His siblings share my concerns. They have reached out to her in numerous ways but she is usually tired or busy.
Is there anything useful to say here? Or double down on being as kind and generous as I can be?
DEAR READER: It's not either-or. Double down on being as kind and generous as you can be, yes -- but also take the opportunities your son is giving you when he confides in you. "You do sound drained, yes. What do you think you'll do?"
This both validates him and poses a leading question that, appropriately, doesn't offer any opinion. It just props open the door for him to think about this out loud with you.
To love someone who makes your life harder is to be conflicted, and too often that comes with guilt or shame -- some sense he's not a good person for wanting out when she might be ailing. This is especially true if he has internalized the idea that she "needs" him. That of course is a fiction but it's a tempting one, because who doesn't want to be helpful?
With few exceptions, though, wanting out is enough, especially from someone refusing help, changes, treatment.
So when you demonstrate you aren't judging him or siding against her, you offer him a safe place for him to explore his own thinking. Just keep posing ideas as questions -- "Do you think ... ?" In so many dark places, it's having the courage to follow the scary or unthinkable train of thought that finally leads to the light.
DEAR CAROLYN: This is a question about family and money in which everyone gets along, no one is upset, no one is likely to get upset regardless of the outcome, and yet still no one knows what to do.
I have two young children. My brother has one young child. Neither will have more children. If our parents give equal amounts to each grandchild, then my family will get twice what my brother's family gets.

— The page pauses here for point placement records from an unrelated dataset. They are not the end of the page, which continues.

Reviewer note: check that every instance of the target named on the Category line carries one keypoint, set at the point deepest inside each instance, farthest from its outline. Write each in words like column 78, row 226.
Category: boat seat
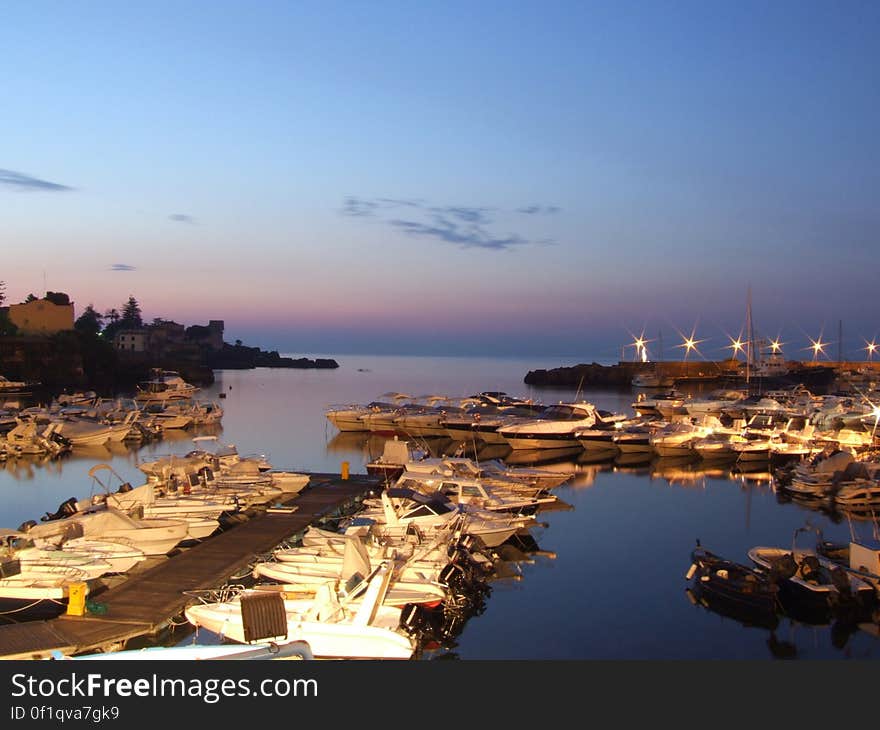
column 263, row 616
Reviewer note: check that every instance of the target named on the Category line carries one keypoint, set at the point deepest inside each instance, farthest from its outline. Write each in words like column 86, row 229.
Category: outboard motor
column 419, row 621
column 783, row 568
column 840, row 580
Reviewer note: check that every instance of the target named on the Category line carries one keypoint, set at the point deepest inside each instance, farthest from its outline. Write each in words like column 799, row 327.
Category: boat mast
column 750, row 335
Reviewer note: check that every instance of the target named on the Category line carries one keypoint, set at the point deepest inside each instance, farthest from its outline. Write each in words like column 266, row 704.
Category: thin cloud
column 467, row 215
column 358, row 207
column 21, row 181
column 461, row 225
column 448, row 232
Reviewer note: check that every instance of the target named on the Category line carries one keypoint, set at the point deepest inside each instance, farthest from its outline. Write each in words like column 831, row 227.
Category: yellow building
column 43, row 316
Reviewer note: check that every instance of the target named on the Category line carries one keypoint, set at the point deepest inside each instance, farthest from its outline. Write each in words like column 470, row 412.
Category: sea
column 606, row 578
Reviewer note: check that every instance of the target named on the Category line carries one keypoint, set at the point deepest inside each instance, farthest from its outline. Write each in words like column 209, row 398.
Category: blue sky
column 477, row 178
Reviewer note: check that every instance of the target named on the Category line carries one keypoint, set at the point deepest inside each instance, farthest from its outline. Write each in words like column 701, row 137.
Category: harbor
column 143, row 604
column 671, row 499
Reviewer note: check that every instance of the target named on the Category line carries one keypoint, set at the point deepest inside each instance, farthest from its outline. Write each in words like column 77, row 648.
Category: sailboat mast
column 750, row 335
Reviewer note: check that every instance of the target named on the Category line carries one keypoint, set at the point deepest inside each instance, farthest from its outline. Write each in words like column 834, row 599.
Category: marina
column 606, row 504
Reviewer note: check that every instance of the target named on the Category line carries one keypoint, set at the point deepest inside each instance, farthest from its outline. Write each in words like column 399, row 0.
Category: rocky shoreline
column 722, row 372
column 240, row 357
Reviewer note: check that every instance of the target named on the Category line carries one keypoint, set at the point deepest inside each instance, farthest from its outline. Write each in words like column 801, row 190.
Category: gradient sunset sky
column 536, row 178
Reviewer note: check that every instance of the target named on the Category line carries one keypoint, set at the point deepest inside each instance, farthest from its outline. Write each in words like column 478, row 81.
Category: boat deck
column 145, row 602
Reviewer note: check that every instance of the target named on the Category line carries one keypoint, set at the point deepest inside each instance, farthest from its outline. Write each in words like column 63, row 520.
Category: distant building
column 165, row 333
column 132, row 340
column 210, row 336
column 46, row 316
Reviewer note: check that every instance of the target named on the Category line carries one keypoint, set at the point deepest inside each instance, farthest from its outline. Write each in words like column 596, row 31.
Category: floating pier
column 144, row 603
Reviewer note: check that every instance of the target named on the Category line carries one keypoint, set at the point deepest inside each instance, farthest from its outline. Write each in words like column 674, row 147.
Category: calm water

If our parents give equal amounts to each of their children, then my children will each get half of what my brother's child gets. Neither feels right.
We all independently realized the problem. We've talked about it. There doesn't seem to be a right answer.
-- Fortunate No Matter What
DEAR READER: Consult an estate attorney, please.
Families don't spend and save and bequeath money -- individuals do. So I'd vote: some for you and brother, plus equal trusts for each grandchild. Arguably your nephew inherits more this way, but who knows what will be left by then? Such vagaries are facts of life.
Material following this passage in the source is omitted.